Zum Glück findet man auch regelmäßig gute Dokumentarfilme der Natur oder zu beeindruckenden Schauplätzen unserer Welt. Wertvolle Spielfilme versuchen Aspekte der Realität darzustellen (z.B. prämierte Filme des Prix Jeunesse International), liefern wertvolle Fremderfahrungen und wecken oder stärken das Mitgefühl für Mensch, Tier und Umwelt.

Gemeinsam einsam (Bild: 216608982 (© Moving Moment – stock.adobe.com))

Alleine mit der großen weiten Welt

Viele Eltern geben ihrem Kind ein Smartphone und lassen es damit alleine mit all seinen Verlockungen und Gefahren. Durch den freien Internetzugang haben die Kids viel leichter und meist viel früher Kontakt zu gewalttätigen und pornografischen Inhalten. Eine Lösung sind Jugendschutzprogramme, welche man als Filter auf den Endgeräten installieren kann. Sie können einen Teil der ungeeigneten Inhalte abfangen. Man könnte sich hier auch mit den Eltern der Freunde absprechen, um auch deren Handys sicherer zu machen. Manche Smartphones lassen einem die Möglichkeit, nur ausgewählte Funktionen freizuschalten.

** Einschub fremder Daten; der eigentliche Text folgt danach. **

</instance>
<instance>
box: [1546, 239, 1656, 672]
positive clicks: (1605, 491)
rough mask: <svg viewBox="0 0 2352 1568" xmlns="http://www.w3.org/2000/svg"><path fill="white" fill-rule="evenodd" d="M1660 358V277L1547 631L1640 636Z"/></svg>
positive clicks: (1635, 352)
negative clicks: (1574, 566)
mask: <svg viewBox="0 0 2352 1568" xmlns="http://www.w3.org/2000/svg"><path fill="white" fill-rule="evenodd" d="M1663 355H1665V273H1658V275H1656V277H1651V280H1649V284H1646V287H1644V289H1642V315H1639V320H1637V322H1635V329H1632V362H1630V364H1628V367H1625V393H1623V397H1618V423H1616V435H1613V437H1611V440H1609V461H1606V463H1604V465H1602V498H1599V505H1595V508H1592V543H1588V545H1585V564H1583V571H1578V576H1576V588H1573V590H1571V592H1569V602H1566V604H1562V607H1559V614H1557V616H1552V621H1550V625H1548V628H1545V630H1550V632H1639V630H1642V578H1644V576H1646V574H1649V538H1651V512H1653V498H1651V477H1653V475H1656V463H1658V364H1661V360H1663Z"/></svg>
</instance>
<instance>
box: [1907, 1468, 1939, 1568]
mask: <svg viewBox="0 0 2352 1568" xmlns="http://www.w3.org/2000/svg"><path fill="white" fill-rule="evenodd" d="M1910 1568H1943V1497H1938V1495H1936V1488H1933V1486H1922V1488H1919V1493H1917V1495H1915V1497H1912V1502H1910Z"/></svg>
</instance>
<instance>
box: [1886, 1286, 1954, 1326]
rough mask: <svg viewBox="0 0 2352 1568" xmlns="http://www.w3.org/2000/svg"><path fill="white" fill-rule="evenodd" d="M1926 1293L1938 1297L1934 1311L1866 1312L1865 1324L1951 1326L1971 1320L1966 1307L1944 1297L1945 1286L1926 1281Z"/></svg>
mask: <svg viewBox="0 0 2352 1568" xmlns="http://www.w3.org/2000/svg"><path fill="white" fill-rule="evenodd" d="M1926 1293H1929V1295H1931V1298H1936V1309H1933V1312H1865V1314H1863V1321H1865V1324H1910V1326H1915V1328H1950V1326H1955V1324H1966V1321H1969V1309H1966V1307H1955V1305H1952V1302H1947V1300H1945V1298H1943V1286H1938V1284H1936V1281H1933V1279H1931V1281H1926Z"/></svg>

Kinder und Jugendliche greifen vermehrt auf diverse Nachrichtendienste zurück, um mit ihren Freunden zu kommunizieren. Neben dem positiven Effekt der leichten Vernetzung werden aber auch oft unsinnige und irritierende, wenn nicht sogar angsteinflößende Meldungen, Kettenbriefe und dergleichen verschickt. Internet-Mobbing bestimmt den Alltag von immer mehr Jugendlichen. Im Rahmen der JIM-Studie geben elf Prozent der Jugendlichen an, dass schon einmal peinliches oder beleidigendes Bildmaterial, auf dem sie zu sehen waren, verbreitet wurde. 34 Prozent bejahen die Frage, ob im Bekanntenkreis schon einmal jemand per Smartphone oder online fertig gemacht wurde.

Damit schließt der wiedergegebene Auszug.